N° RG 25/00429 – N° Portalis DBV6-V-B7J-BIWDU
AFFAIRE :
M. [I] [P]
C/
S.E.L.A.R.L. [1]
MAV
Demande d’annulation d’une sanction disciplinaire
Grosse délivrée à M. [B] [G] (Délégué syndical ouvrier), Me Anne DEBERNARD-DAURIAC, le 19-03-2026.
COUR D’APPEL DE LIMOGES
CHAMBRE ECONOMIQUE ET SOCIALE
— --==oOo==---
ARRÊT DU 19 MARS 2026
— --==oOo==---
Le dix neuf Mars deux mille vingt six la Chambre économique et sociale de la cour d’appel de LIMOGES a rendu l’arrêt dont la teneur suit par mise à disposition du public au greffe :
ENTRE :
Monsieur [I] [P]
né le 15 Juin 1976 à [Localité 1], demeurant [Adresse 1]
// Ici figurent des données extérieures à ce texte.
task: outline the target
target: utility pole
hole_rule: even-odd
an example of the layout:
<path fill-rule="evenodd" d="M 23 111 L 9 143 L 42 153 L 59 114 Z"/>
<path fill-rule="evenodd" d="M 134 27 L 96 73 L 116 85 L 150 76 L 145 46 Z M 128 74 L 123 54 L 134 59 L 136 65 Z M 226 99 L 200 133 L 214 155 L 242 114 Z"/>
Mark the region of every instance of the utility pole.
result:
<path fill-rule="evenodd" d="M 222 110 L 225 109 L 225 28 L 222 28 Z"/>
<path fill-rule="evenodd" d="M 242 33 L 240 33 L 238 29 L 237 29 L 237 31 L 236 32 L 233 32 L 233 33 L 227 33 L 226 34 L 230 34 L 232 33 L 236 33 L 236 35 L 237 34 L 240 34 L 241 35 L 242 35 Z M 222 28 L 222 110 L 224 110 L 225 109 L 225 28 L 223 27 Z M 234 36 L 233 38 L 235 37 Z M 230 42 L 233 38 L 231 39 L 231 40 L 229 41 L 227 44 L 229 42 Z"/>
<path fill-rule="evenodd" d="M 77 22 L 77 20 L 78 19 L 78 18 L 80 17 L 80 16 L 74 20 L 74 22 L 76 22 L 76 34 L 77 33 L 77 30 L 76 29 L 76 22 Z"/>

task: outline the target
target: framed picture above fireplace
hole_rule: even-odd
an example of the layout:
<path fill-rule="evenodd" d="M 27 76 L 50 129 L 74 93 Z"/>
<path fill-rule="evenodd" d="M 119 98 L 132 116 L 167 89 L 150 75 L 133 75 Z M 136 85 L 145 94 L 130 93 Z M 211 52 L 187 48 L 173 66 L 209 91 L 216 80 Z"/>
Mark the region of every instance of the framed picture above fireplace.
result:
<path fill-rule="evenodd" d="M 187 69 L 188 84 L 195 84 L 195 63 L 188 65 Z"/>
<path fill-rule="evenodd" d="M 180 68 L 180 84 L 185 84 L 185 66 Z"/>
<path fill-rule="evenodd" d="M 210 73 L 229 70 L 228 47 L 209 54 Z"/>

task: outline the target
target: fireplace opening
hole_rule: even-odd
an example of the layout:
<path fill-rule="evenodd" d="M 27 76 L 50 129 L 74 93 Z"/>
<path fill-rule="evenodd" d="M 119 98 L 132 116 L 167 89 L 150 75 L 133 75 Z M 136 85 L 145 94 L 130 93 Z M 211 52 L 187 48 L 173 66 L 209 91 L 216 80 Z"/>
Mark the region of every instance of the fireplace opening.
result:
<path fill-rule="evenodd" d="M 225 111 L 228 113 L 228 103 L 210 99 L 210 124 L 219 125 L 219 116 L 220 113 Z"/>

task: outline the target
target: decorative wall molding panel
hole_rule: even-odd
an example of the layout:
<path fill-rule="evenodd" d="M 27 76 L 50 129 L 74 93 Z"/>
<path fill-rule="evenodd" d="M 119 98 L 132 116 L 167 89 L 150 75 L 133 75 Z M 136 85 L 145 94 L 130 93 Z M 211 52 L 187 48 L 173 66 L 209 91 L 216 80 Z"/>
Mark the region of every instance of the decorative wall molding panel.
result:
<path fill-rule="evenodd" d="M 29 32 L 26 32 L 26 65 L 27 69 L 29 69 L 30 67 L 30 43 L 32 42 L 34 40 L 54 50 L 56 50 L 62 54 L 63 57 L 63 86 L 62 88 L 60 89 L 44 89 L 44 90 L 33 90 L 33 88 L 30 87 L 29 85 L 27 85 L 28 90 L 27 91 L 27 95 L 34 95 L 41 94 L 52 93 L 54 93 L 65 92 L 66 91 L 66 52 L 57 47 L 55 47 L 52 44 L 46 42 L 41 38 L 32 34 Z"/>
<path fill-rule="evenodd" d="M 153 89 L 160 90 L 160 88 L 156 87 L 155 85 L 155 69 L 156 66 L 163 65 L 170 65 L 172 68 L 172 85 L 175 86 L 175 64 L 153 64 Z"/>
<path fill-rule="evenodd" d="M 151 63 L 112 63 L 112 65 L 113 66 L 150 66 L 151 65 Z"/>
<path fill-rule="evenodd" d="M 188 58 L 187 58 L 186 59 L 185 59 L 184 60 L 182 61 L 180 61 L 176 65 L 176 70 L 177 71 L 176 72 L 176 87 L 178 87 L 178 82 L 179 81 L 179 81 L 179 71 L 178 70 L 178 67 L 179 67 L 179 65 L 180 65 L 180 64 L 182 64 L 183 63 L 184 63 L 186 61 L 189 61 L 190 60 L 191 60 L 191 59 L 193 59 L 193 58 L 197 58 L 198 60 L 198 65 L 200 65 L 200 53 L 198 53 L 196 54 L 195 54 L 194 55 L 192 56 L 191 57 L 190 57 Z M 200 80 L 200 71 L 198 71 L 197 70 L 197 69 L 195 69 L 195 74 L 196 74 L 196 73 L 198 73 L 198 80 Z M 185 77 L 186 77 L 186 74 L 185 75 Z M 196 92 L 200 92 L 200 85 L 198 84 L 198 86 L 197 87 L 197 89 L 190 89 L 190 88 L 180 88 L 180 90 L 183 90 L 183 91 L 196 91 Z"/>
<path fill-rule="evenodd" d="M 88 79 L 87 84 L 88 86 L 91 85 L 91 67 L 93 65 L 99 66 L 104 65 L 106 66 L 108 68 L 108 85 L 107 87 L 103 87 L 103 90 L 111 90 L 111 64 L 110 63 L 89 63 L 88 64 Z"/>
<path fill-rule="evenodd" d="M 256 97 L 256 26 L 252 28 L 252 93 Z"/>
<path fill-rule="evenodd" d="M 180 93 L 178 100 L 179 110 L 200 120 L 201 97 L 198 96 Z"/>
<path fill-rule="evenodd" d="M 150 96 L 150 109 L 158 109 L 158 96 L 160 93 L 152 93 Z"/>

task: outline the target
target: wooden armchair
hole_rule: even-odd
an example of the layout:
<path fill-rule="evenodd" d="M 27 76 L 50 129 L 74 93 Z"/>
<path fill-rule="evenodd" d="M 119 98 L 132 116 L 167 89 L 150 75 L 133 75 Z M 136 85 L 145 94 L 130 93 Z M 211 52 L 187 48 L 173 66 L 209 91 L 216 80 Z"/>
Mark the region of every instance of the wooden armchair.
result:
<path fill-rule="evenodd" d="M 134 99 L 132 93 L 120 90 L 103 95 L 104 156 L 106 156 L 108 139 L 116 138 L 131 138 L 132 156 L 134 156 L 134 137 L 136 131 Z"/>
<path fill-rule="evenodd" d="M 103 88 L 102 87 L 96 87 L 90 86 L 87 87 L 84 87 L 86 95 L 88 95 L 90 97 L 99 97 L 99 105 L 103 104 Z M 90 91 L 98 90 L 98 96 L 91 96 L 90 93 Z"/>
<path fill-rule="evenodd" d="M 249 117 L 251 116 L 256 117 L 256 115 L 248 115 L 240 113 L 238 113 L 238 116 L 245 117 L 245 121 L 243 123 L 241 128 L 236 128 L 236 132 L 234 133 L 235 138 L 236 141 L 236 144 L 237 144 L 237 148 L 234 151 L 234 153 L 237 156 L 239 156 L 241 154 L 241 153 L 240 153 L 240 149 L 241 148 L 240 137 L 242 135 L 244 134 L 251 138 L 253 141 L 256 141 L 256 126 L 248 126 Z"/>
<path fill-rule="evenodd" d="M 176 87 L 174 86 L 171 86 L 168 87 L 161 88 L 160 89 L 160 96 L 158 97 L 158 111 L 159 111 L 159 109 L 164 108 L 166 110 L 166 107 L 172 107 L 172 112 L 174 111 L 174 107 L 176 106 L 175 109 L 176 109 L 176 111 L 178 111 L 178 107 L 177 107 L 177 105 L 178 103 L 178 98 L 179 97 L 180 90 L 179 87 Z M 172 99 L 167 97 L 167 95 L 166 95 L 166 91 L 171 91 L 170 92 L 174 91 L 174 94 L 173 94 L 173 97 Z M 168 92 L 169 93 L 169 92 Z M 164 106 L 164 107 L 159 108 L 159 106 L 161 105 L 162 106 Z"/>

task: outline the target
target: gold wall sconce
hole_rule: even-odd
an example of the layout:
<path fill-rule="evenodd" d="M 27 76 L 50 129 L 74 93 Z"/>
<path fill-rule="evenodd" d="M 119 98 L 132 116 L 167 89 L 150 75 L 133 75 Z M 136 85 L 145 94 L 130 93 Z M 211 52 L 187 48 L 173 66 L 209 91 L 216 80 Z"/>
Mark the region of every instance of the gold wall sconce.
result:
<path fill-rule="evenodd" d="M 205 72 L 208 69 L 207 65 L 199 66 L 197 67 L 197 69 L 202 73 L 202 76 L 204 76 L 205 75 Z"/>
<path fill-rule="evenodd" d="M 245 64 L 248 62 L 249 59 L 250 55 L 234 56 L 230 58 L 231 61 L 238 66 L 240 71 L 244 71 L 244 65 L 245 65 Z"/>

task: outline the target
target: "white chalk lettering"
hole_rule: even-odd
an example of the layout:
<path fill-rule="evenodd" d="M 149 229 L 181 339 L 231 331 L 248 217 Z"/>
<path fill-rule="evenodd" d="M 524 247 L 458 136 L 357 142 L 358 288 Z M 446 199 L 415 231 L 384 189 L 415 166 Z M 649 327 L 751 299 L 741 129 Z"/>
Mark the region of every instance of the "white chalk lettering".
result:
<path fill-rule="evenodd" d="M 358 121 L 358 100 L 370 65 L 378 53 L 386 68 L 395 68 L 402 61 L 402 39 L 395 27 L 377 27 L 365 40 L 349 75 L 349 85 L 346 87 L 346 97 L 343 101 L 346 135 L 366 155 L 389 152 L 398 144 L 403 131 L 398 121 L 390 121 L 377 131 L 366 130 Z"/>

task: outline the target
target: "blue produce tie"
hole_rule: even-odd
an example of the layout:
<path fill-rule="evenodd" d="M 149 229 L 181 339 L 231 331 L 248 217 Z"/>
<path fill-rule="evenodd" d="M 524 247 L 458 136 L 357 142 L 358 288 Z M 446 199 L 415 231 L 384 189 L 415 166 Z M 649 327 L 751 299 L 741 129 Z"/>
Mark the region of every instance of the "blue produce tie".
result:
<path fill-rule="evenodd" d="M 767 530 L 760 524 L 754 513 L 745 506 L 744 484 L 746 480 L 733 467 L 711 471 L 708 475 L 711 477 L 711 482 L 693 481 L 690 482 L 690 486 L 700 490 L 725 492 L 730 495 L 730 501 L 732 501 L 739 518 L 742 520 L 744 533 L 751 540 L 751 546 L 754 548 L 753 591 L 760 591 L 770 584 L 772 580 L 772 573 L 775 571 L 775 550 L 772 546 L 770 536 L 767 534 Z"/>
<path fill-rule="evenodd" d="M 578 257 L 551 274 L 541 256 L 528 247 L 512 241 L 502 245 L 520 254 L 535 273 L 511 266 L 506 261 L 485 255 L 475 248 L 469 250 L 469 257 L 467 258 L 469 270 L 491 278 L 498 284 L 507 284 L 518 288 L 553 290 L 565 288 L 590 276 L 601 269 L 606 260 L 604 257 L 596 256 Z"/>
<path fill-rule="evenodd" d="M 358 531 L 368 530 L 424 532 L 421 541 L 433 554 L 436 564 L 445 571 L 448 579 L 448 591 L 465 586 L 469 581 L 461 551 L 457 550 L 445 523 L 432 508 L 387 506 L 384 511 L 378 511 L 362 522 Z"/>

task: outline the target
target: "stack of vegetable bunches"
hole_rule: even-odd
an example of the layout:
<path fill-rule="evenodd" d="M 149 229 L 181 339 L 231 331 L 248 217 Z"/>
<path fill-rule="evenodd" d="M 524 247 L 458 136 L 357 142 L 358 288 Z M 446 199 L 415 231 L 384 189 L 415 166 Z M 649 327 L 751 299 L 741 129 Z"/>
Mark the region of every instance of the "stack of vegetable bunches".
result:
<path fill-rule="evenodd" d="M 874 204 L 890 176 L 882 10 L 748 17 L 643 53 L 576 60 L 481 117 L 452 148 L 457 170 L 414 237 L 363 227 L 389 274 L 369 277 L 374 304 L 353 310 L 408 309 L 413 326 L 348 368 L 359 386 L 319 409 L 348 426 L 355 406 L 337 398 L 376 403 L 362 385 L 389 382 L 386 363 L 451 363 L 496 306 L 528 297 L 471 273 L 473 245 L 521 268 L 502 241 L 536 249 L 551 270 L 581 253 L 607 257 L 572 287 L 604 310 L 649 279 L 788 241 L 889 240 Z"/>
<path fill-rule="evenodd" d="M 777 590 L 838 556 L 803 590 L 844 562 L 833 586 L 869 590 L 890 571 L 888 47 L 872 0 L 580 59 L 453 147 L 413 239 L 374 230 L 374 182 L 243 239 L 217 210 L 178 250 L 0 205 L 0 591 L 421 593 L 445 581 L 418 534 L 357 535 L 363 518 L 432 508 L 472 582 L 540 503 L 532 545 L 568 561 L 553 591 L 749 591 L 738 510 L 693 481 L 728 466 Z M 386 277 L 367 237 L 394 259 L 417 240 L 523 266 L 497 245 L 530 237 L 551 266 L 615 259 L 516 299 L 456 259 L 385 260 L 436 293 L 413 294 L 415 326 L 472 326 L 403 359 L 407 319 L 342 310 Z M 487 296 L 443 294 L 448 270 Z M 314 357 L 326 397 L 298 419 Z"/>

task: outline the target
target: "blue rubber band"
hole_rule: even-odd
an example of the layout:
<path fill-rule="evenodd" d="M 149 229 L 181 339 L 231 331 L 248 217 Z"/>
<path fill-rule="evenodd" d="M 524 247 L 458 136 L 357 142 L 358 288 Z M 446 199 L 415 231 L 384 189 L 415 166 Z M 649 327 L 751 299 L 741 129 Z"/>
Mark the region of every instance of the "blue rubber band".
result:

représenté par M. [B] [G] (Délégué syndical ouvrier)
APPELANT d’une décision rendue le 27 MAI 2025 par le CONSEIL DE PRUD’HOMMES – FORMATION PARITAIRE DE LIMOGES
ET :
S.E.L.A.R.L. [1], demeurant [Adresse 2]
représentée par Me Anne DEBERNARD-DAURIAC de la SELARL SELARL LX LIMOGES, avocat au barreau de LIMOGES substituée par Me Juliette MAGNE-GANDOIS, avocat au barreau de LIMOGES
INTIMEE
— --==oO§Oo==---
Suivant avis de fixation du Président de chambre chargé de la mise en état, l’affaire a été fixée à l’audience du 26 Janvier 2026. L’ordonnance de clôture a été rendue le 21 janvier 2026.
Conformément aux dispositions de l’article 805 du Code de Procédure Civile, Madame Marie-Anne VALERY, Conseiller, magistrat rapporteur, assistée de Mme Sophie MAILLANT, Greffier, a tenu seule l’audience au cours de laquelle elle a été entendue en son rapport oral.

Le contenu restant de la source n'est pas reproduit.